Primo, la CCT prévoit que l'employeur fournisse aux candidats des informations suffisantes sur l'emploi offert, notamment le lieu où la fonction doit être exercée. Dans les circonstances actuelles, il faut être clair quant au télétravail demandé suite à la crise sanitaire (voire dans les cas autorisés pour le travail en entreprise), si l'on souhaite que le travailleur soit présent physiquement (ou pas) dans l'entreprise, dans quelle proportion du temps de travail, etc. Idéalement, le contrat fixera le lieu de travail habituel, sachant que tant que le télétravail est obligatoire, l'arrêté ministériel l'emporte.
L'interview
Secundo, la vie privée du candidat doit être respectée. Ce qui implique une attention particulière si le recrutement s'opère à distance. A priori, rien n'interdit d'enregistrer l'interview vidéo, sous réserve du respect de la vie privée. Mais il est préférable de demander le consentement du candidat. Si des informations confidentielles sont communiquées, il faut être prudent car ce dernier peut lui aussi enregistrer ou effectuer des saisies d'écran. Dans les cas sensibles, on lui fera signer un engagement de confidentialité.
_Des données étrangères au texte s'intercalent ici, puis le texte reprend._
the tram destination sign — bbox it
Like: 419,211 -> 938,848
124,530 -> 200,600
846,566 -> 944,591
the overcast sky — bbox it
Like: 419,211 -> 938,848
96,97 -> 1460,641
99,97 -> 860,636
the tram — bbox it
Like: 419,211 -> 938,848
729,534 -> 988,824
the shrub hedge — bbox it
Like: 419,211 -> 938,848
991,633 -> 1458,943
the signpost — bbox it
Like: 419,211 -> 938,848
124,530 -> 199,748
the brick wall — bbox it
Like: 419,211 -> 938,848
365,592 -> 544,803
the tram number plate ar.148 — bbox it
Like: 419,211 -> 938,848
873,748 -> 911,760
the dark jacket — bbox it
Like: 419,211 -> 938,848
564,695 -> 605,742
Tertio, la multiplication des intervenants, le stockage d'e-mails, de rapports, commentaires et C.V. sur différents ordinateurs rend le respect du GDPR (Règlement général sur la protection des données) plus compliqué, vu l'obligation de mise à jour des données et de conservation pendant une durée raisonnable (un an pour un C.V., selon la Commission nationale de l'informatique et de libertés, en France). On demandera de préférence aux participants, internes et externes, de tout effacer dès la fin du recrutement, pour ne conserver une copie que sur un site.
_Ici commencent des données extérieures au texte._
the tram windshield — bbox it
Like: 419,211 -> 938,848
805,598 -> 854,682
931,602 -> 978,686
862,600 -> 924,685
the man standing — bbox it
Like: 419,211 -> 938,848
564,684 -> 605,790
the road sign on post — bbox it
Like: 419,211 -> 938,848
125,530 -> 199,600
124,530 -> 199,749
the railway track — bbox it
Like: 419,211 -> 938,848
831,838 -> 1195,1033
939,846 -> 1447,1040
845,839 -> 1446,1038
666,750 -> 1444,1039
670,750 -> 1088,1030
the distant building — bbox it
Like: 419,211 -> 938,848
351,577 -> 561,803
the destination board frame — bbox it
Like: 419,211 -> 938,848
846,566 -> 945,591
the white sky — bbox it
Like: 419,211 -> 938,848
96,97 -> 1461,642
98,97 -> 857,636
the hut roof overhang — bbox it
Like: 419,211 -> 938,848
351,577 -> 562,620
Quatrièmement, le respect de la législation sur l'emploi des langues s'impose.
La récolte d'informations
A défaut de rencontre personnelle, les recruteurs cherchent naturellement à collecter davantage de références sur un candidat, examinant sans doute plus de sources en ligne. En soi, rien ne l'interdit et aucun consentement s'est requis si la vie privée du candidat est respectée. Donc si l'investigation est uniquement liée à l'évaluation de sa candidature eu égard aux besoins de la fonction, si elle reste proportionnée et si elle est effectuée par le truchement de sources publiques.
Pour rappel, les dispositions légales régissent le recours à un détective privé.
En théorie, un contrat de travail peut être conclu oralement. Un écrit n'est donc pas obligatoire, sauf pour un contrat à durée déterminée, à temps partiel, etc... ou de télétravail. On peut alors envisager un contrat électronique (avec ses contraintes) ou, plus simplement, un échange de contrats signés et scannées ou comportant une signature scannée. Au pire, ils vaudront à titre de début de preuve et l'article 1322 du code civil pourra être évoqué en l'absence de contestation. Pour les contrats à durée déterminée et temps partiels, l'approche la plus sûre reste la signature papier, avant ou au moment de l'engagement.
Enfin, en cas de profilage automatisé, aucune décision ne peut être basée exclusivement sur un traitement automatisé des données personnelles pour évaluer le rendement, le comportement ou les préférences, sans que le sujet n'en soit informé et ne puisse s'y opposer ou exiger d'être entendu.